Group Technology and Operations (T&O) enables and empowers the bank with an efficient, nimble and resilient infrastructure through a strategic focus on productivity, quality & control, technology, people capability and innovation. In Group T&O, we manage the majority of the Bank's operational processes and inspire to delight our business partners through our multiple banking delivery channels.
About the role The incumbent will be responsible for delivery and implementation of the Bank's cybersecurity risk management and compliance program and ensure that the Bank is in compliant with the relevant cybersecurity regulation and risks pertaining to the Bank's technology and information assets are identified. The candidate is required to work with the key stakeholders to implement practices that meet the Bank's policies and standards for cybersecurity risk management and compliance and ensure that the identified risks and gaps are adequately addressed and remediated.
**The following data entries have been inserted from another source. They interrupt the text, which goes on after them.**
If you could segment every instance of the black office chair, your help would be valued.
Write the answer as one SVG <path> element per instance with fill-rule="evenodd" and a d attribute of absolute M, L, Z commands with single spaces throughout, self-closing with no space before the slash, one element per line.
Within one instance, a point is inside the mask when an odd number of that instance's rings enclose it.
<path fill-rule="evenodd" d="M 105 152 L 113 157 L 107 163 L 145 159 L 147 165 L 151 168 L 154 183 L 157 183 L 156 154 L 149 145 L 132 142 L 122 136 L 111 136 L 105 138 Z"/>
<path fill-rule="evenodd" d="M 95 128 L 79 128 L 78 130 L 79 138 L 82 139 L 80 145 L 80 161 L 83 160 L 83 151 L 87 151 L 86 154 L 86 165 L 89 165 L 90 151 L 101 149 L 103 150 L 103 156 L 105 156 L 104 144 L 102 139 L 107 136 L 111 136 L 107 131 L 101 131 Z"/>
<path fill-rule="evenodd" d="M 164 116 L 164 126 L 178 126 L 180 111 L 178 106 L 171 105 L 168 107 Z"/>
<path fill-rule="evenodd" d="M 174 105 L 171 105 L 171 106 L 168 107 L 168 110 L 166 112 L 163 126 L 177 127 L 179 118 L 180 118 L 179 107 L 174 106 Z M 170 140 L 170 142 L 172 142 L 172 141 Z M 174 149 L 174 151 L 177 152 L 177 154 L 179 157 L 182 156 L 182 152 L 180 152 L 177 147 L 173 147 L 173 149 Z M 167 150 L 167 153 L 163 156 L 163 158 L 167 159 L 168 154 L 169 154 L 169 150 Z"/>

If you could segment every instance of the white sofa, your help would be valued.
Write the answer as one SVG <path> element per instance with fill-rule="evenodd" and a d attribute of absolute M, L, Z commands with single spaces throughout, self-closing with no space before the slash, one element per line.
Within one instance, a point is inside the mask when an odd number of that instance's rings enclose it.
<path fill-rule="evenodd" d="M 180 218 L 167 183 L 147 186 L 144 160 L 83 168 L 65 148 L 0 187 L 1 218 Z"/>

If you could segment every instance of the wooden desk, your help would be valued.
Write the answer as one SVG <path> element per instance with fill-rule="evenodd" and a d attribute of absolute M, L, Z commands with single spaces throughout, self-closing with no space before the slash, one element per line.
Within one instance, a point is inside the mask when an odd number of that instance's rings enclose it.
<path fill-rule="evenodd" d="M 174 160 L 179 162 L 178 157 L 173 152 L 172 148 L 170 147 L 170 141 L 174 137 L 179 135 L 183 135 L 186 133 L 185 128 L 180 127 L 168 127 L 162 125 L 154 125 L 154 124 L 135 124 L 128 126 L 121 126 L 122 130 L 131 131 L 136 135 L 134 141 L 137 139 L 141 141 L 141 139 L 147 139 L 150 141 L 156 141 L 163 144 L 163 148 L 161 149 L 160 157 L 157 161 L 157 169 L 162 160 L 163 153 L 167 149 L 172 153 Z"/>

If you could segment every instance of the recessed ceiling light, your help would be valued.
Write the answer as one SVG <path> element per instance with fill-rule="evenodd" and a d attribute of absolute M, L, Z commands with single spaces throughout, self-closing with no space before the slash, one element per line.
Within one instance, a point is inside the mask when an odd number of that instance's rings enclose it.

The candidate is also responsible for providing oversight and governance over cybersecurity related activities and update management on the metrics and compliance posture of the cybersecurity environment.
The incumbent will support the security governance and compliance activities in the Bank. This includes:
working with key stakeholders and counterparts within the Bank to ensure the compliance to key cyber and information security legislations and regulations,
engage senior management on the key cybersecurity initiatives, risk metrics and regulatory matters, and
support the regional information security services teams to engage their location senior management teams on the Group initiatives and risk metrics.
Legislation, regulations and policies
Take ownership of cybersecurity program including cyber security policies, regulatory audits, compliance management, metrics, risk and performance indicators, senior management reporting
Track and monitor new security regulatory guidelines, and assess the compliance of and impact to the Bank's security policy architecture, and develop, review and update information security policies and standards to comply with the regulatory requirements as required
Work with regional information security services teams in the core markets to monitor new cybersecurity legislation and/ or regulation, and assess the impact to and the compliance of the Bank's security policy architecture
Develop, review and update information security policies and standards to meet the compliance and regulatory requirements, and
Where necessary, work with Line of Business Technology units to drive a change program to comply with the regulatory guidelines.
Develop a set of security metrics and visualization for the reporting of cybersecurity risk landscape to senior management and the Board
Where possible, automate the extraction, transformation and loading of raw security events to generate the security metrics and graphs for the reporting
Establish a framework to organize, manage and archive the security data used for the generation of security metrics and visualization
Generate quarterly reports and insights to apprise senior management of the security trends and areas of concern
Security risk and compliance
Responsible and development of security risk management using continuous self-assessments and executive reporting
Provide leadership and engage with lines of business to perform security assessments and ensure timely execution of projects and program while mitigating any security risks
Continuously evaluate cybersecurity controls to ensure effectiveness, compliance and adherence to key controls and policies and drive its remediation efforts
Engage Line of Business Technology units to conduct annual cybersecurity risk assessment for key bank systems as required under the prevailing regulations
Engage external auditors to conduct cybersecurity audit for key bank systems as required
Assess the security deviations and risk acceptance raised by Business Units/ Support Units
Liaise with the auditors and the information security services teams for cybersecurity related audits.
Information security professional with 8 or more years of experience, with a background in a financial or technology environment.
Experience in implementing a program the collation, management and reporting of security metrics such as open security vulnerabilities, penetration testing findings, security alerts and incidents, etc.
Experienced in information security framework including ISO27000, NIST800-53 and regulations such as Cybersecurity Act, Technology Risk Management Guidelines and Personal Data Protection Act.
Good working knowledge of enterprise security risk management methods and techniques to successfully deliver the security risk management and assessment outcome.
Strong background on security technology solutions including IDS, IPS, anti-virus, content filtering, secure email solutions, network sniffing, log analysis, forensics and VPN
Hands-on technical experience in the management of security data for the generation of security metrics and visualization
Good verbal and written communication for the generation of security awareness content
Proactive, analytical and independent worker with strong organization skills and performance-oriented, demonstrate effectiveness to track and follow up on the assigned projects
Regional experience is a plus and the ability to travel on need-to basis
We offer a competitive salary and benefits package and the professional advantages of a dynamic environment that supports your development and recognises your achievements.